HSBC Holdings Plc (00005.HK) has decided to incorporate the results for Hong Kong into its overall Asia balance sheet.
While the move may enhance the bank’s operations from an accounting point of view, it certainly is not good public relations for its clients in the city who grew its business and supported it through thick and thin for all these years. When it was struggling to recover from the global financial crisis, for example, were they not the core supporters of its crucial rights issue in 2009?
Reporting its first-quarter results on Wednesday, HSBC, the largest bank in Hong Kong where it has 29,000 employees, announced that it has merged Hong Kong with its Asia balance sheet for the first time since the city’s handover in 1997.
Group chief executive Stuart Gulliver told analysts in a teleconference that the combination will help increase the bank’s efficiency in making decisions and allocating resources.
But it is inevitable that some Hong Kong people may try to relate the matter to the central government’s decision to create a separate section for Hong Kong and Macau in its 12th Five-Year Plan, which then Premier Wen Jiabao unveiled at the annual meeting of National People’s Congress in March 2011.

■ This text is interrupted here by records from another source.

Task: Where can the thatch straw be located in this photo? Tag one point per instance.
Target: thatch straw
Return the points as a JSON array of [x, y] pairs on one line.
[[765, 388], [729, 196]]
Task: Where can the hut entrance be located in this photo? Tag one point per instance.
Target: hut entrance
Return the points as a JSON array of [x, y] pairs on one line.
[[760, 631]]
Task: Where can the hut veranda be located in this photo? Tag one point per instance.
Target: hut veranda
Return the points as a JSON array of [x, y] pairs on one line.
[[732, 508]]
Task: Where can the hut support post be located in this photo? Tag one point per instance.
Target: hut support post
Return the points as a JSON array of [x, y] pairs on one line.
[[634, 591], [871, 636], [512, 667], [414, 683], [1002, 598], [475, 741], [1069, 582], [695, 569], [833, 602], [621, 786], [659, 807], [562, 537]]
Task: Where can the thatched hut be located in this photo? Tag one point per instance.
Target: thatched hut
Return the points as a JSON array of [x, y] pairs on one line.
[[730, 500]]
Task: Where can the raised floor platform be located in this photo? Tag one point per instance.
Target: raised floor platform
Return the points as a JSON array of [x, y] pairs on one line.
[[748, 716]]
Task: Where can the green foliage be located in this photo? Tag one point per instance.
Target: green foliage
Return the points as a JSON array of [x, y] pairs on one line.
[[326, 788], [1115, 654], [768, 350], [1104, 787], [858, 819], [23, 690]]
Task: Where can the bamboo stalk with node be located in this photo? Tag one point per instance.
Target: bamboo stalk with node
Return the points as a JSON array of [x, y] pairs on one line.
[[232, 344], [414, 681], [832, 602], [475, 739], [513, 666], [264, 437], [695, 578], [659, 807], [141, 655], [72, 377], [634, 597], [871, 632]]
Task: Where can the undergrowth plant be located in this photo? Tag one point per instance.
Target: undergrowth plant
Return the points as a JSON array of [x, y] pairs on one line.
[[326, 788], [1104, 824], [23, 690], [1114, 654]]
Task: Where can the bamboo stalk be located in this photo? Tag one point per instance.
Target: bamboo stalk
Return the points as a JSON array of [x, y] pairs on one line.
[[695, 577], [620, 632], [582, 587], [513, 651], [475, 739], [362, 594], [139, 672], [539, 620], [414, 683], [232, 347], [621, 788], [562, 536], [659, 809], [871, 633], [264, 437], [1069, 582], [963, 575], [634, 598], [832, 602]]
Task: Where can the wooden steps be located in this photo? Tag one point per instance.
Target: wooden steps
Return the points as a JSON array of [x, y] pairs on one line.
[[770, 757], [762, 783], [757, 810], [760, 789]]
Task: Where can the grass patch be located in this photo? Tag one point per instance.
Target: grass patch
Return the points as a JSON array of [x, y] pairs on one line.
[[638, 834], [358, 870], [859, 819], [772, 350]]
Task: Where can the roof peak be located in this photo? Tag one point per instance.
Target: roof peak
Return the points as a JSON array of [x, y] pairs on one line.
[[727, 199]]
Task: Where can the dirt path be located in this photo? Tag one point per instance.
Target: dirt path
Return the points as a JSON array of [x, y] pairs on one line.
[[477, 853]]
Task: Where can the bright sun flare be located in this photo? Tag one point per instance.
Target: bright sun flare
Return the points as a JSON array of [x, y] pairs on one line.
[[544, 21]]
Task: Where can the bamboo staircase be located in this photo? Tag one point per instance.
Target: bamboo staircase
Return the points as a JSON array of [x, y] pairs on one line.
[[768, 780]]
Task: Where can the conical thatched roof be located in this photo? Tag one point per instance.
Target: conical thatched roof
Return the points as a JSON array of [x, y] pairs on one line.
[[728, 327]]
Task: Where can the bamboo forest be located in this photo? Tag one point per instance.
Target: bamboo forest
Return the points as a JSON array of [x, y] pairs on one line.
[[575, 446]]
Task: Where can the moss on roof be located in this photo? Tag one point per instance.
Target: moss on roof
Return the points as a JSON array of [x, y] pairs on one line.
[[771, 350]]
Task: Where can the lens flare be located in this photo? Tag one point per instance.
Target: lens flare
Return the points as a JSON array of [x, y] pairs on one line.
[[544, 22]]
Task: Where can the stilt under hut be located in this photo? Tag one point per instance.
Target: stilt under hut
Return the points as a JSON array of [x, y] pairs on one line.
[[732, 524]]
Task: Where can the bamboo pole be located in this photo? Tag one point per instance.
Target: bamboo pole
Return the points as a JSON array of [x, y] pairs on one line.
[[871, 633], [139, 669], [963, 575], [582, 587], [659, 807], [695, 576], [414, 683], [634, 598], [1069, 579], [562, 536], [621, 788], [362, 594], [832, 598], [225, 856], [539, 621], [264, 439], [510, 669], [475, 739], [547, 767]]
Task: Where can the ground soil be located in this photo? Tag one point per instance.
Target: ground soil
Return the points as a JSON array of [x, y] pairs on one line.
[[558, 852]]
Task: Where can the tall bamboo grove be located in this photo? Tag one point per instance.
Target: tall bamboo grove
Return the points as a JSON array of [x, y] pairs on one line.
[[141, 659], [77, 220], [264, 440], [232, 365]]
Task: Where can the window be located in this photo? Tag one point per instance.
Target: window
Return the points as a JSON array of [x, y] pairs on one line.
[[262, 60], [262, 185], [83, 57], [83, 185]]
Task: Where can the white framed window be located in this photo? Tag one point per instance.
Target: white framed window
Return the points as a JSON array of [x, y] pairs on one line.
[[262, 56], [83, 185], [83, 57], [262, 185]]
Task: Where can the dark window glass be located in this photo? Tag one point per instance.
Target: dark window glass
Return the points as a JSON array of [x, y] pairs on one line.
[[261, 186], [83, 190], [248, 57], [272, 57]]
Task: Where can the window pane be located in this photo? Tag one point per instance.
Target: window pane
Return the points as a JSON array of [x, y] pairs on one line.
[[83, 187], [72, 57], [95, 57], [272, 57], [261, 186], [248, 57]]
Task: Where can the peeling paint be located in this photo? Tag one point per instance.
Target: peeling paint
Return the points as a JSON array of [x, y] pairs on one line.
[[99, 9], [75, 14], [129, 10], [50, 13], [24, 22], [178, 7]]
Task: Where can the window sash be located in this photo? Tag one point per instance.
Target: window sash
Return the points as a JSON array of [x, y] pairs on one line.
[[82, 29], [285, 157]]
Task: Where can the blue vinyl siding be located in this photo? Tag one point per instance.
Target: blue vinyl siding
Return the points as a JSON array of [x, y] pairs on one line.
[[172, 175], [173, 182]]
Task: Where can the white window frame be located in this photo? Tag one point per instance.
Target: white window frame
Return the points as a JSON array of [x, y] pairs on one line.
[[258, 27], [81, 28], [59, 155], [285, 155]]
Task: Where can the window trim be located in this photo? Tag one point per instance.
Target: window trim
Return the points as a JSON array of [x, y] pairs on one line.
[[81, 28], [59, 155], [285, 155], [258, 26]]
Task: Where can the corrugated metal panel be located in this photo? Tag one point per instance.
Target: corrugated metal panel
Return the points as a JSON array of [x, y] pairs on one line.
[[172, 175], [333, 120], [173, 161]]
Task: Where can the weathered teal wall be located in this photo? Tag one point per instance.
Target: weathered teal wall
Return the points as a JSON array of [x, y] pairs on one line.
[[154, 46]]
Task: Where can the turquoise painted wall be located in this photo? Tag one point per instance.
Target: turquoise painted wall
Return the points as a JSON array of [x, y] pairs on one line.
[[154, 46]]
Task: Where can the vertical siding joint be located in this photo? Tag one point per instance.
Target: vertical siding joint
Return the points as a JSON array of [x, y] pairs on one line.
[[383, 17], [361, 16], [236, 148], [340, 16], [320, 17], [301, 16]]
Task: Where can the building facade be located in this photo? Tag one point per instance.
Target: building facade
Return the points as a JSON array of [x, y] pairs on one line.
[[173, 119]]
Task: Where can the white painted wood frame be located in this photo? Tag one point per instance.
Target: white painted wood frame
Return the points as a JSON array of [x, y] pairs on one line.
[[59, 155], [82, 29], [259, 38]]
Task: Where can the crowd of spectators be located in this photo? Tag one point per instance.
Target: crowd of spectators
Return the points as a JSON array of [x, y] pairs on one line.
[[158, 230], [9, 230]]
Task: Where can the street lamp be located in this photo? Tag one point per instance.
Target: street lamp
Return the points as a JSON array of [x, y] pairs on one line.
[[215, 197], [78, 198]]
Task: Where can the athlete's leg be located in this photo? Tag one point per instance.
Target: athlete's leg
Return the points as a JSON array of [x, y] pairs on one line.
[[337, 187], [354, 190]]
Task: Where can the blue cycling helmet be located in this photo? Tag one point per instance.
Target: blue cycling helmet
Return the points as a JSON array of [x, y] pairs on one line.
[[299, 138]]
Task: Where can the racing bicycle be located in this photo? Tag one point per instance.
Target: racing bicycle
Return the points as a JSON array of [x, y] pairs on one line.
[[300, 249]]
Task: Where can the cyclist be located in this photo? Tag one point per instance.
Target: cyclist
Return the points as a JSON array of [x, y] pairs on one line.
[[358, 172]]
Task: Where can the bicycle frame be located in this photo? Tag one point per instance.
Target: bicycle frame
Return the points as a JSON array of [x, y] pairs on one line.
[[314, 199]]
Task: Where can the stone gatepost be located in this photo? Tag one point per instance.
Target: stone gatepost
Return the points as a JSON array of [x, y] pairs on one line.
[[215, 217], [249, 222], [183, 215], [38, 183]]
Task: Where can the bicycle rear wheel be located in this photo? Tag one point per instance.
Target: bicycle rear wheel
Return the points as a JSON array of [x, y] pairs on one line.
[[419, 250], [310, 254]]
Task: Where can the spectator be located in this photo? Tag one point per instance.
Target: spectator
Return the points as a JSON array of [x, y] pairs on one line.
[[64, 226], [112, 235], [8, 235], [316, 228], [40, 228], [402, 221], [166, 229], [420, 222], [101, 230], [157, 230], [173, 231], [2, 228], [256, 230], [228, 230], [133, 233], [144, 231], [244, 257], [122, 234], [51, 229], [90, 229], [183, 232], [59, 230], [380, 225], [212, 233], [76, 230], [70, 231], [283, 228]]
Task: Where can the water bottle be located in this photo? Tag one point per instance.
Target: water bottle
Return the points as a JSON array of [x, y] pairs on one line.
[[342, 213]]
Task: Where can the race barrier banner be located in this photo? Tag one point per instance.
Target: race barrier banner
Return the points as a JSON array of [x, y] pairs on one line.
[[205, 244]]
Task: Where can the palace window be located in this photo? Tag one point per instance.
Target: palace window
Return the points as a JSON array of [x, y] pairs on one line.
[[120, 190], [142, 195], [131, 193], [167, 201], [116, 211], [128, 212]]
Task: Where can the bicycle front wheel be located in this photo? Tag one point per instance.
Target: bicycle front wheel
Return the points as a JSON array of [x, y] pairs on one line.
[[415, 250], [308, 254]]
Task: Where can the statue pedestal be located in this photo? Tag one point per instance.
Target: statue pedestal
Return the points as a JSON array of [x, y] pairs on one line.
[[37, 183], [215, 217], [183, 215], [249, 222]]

Creating a separate section for Hong Kong and Macau showed that the special administrative regions are being given a special priority in the country’s economic development plan among other mainland cities. From Hong Kong’s perspective, if one day Beijing merges the Hong Kong section with the one for Guangdong province, such an action obviously would not looked upon as a good omen for the Asian financial hub.
Although most individual HSBC investors in Hong Kong may care more about the dividend payout ratio than details of the bank’s performance in the city, HSBC’s latest move is likely to inspire some hard feelings toward the bank among its long-term supporters in Hong Kong.
It will also strengthen its western-bank image while undermining its Hong Kong characteristics, Bill Mak Sui-choi, associate professor of the Department of Finance and Decision Sciences at Hong Kong Baptist University, was quoted as saying in a report by Hong Kong Economic Times on Thursday.
Such move will hurt not only Hong Kong people’s feelings, but also hurt transparency and information disclosure, Mak said.
Ian Gordon, an analyst at Investec Asset Management, said the worsening performance in other Asian countries may be softened by improving figures in Hong Kong under the latest arrangement.